吉田のうどんはうどんに味噌と醤油の合わせ汁をかけ、麺の上にキャベツと馬肉を載せるスタイルである。また、お好みにより揚げ玉も添えられる。ここまでなら味噌も含まれていることを除けば普通のうどんと変わりないが、特徴的なのは麺のコシの強さである。先述の通り男性が調理をしていたため強い力で地粉をこねており、それによってコシの強い麺が作り出されている。その硬さは想像を絶し、茹でた麺を束ねれば鉄アレイをぶら下げることができるのではと思うほどで、普通の人が初めて食べると顎が非常に疲れる。

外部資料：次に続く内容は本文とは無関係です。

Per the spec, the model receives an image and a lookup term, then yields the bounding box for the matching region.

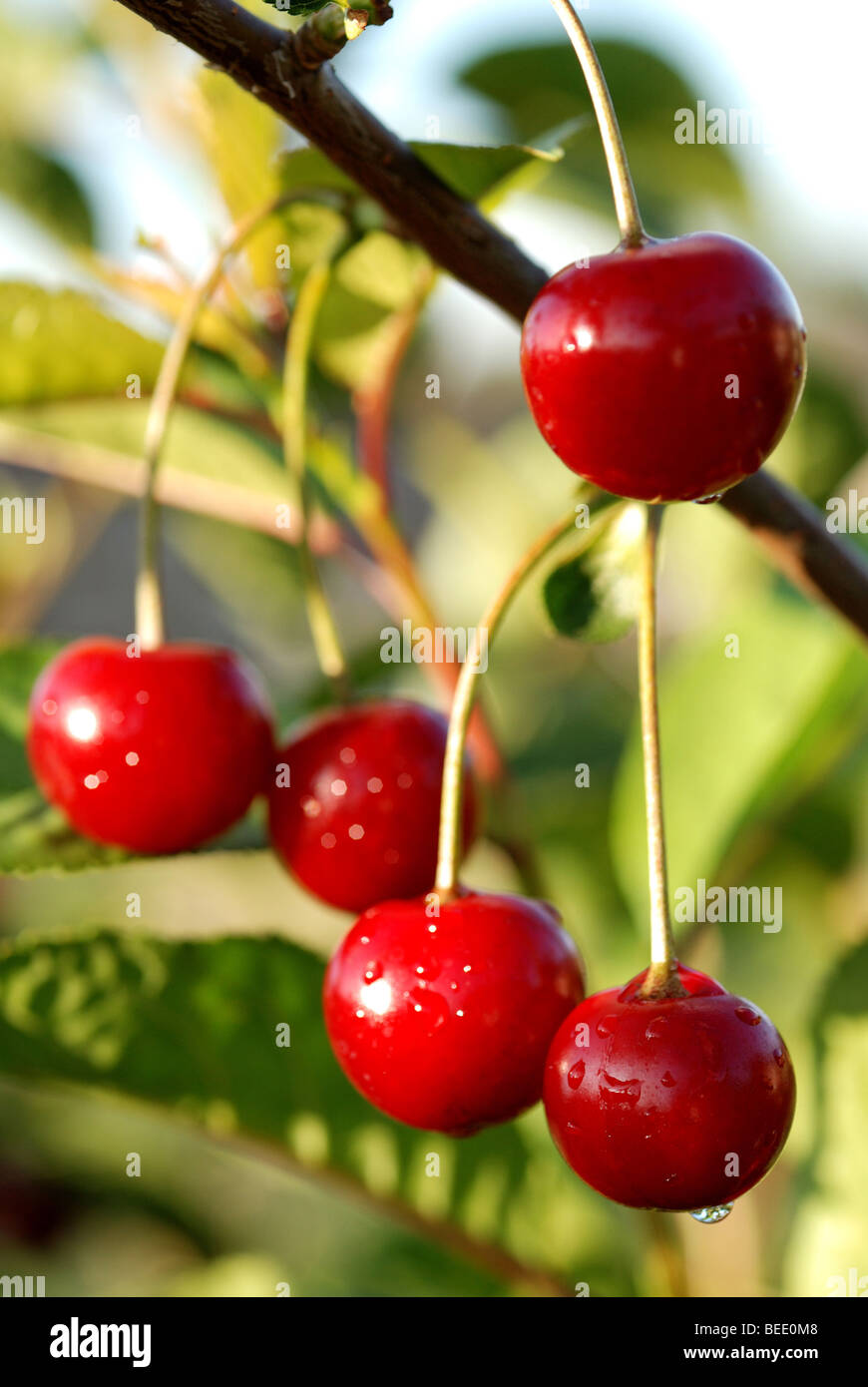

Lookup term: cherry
[544,967,796,1210]
[522,231,805,501]
[323,890,584,1136]
[28,638,273,853]
[270,699,476,914]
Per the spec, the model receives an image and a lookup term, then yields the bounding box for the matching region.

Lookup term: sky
[0,0,868,297]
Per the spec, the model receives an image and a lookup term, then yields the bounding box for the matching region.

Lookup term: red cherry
[270,700,476,914]
[522,231,805,501]
[323,892,584,1136]
[544,967,796,1210]
[28,638,273,853]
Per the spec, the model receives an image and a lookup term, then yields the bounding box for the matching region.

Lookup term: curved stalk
[551,0,647,245]
[640,505,685,996]
[283,262,346,699]
[434,502,626,899]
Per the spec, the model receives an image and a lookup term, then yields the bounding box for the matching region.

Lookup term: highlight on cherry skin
[323,890,584,1136]
[544,965,796,1222]
[269,699,477,914]
[26,637,274,853]
[522,231,805,501]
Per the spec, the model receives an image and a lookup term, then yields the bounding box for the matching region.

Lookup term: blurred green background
[0,0,868,1297]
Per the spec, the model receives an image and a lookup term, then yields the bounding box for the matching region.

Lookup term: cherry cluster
[28,13,804,1210]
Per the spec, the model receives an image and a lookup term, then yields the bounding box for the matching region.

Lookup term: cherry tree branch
[109,0,868,637]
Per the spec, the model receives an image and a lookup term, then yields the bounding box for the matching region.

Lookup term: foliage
[0,0,868,1295]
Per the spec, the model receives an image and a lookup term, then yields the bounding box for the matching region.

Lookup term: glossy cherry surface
[323,892,584,1136]
[28,638,274,853]
[269,699,476,914]
[544,968,796,1210]
[522,233,805,501]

当然入れ歯の人にはお勧めできない食べ物であるが、そのコシの強さを気に入り甲府や静岡、さらには東京など遠くから吉田のうどんを求めて通う人もいる。最近ではインバウンドで外国人が訪れる光景も見られる。
またこのコシの強さはよく噛ませることで満腹感を誘発させる(そもそも少ない材料で作る目的も麺の硬さにつながっていると言われている)。そのため並盛りレベルでも満腹になる人がいるほどである。
富士吉田の市内(郡内の他の市や町にも多数存在している)には吉田のうどんの店が多くあるが、暖簾をかけない店や、昼過ぎ(午後2時頃)には閉店してしまう店が多い。そのため初めて訪れる場合はガイドブック必須であるが、着いた頃には行列になっている場合もあり、入店する前には麺切れで店を閉めてしまうこともある。
なお、吉田のうどんは冷やしでも提供されるが、温タイプよりさらに固くなり食べ慣れているはずの地元民ですら苦労する(慣れていれば啜って食べられるが初心者にはおすすめできない)。初心者が知らずに冷やしを頼むと食べきれない場合があるので、まずは温タイプから慣らすことをお勧めする。